Themes are the fundamental and often universal ideas
explored in a literary work.
Humankind’s Relationship to the Past
The central narrative of My Ántonia is
a look into the past, and though in his narration Jim rarely says
anything directly about the idea of the past, the overall tone of
the novel is highly nostalgic. Jim’s motive for writing his story
is to try to reestablish some connection between his present as
a high-powered New York lawyer and his vanished past on the Nebraska
prairie; in re-creating that past, the novel represents both Jim’s
memories and his feelings about his memories. Additionally, within
the narrative itself, characters often look back longingly toward
a past that they have lost, especially after Book I.
Living in Black Hawk, Jim and Ántonia recall their days on the farms;
Lena looks back toward her life with her family; the Shimerdas and
the Russians reflect on their lives in their respective home countries
before they immigrated to the United States.
The two principal qualities that the past seems to possess
for most of the characters in the novel are that it is unrecoverable
and that it is, in some way, preferable to the present. Ántonia
misses life in Bohemia just as Jim misses life in Nebraska, but
neither of them can ever go back. This impossibility of return accounts
for the -nostalgic, emotional tone of the story, which may have
been autobiographical as well, informed by Cather’s own longing
for her Nebraska childhood. But if the past can never be recovered,
it can never be escaped, either, and Jim is fated to go on thinking
about Black Hawk long after he has left it.

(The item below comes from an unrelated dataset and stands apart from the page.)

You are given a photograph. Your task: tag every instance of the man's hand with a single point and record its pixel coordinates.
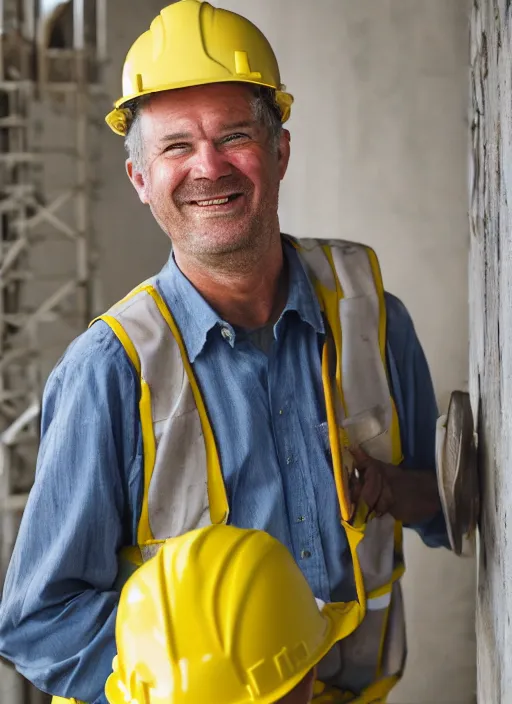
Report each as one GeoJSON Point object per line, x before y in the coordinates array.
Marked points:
{"type": "Point", "coordinates": [409, 495]}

The other important characteristic of the past in My
Ántonia is that it is always personal: characters never
look back toward bygone eras or large-scale historical conditions,
but only toward the personal circumstances—places, people, things—that
they remember from their own lives. As a result, a character’s emotions
are destined to color his or her memories for the rest of his or
her life, a fact that is made thematically explicit in the novel
by Jim’s decision to call his memoir “My Ántonia” rather than simply
“Ántonia." In thus laying claim to Ántonia, Jim acknowledges that
what he is really writing is simply a chronicle of his own thoughts
and feelings.
The novel ends on an optimistic note, however, with Jim’s
return to Nebraska twenty years after he last saw Ántonia and his
mature decision to visit more often and to keep Ántonia in his life.
This decision implies that, by revisiting his past, Jim has learned
to incorporate it into his present, to seek a real relationship
with Ántonia rather than transform her into a symbol of the past
in his own mind. The past, the novel seems to suggest, is unrecoverable,
but the people who shared one’s past can be recovered, even after
a separation of many years.
Humankind’s Relationship to Its Environment
Related to the novel’s nostalgic feeling for the past
is its in-depth exploration of humankind’s relationship to its environment.
What characters in My Ántonia miss about the past
is not simply lost time but a lost setting, a vanished
world of people, places, and things, especially natural surroundings.
The characters in My Ántonia respond powerfully
to their environments—especially Jim, who develops a strong attachment
to the Nebraska landscape that never really leaves him, even after
two decades in New York.
As Cather portrays it, one’s environment comes to symbolize one’s
psychology, and may even shape one’s emotional state by giving thoughts
and feelings a physical form. The river, for example, makes Jim
feel free, and he comes to prize freedom; the setting sun captures
his introspective loneliness, and the wide-open melancholy of Nebraska’s
plains may play a role in forming his reflective, romantic personality—if
it does not create Jim’s personality, it at least comes to embody
it physically. Thus, characters in My Ántonia often
develop an extremely intense rapport with their surroundings, and
it is the sense of loss engendered by moving beyond one’s surroundings
that occasions the novel’s exploration of the meaning of the past.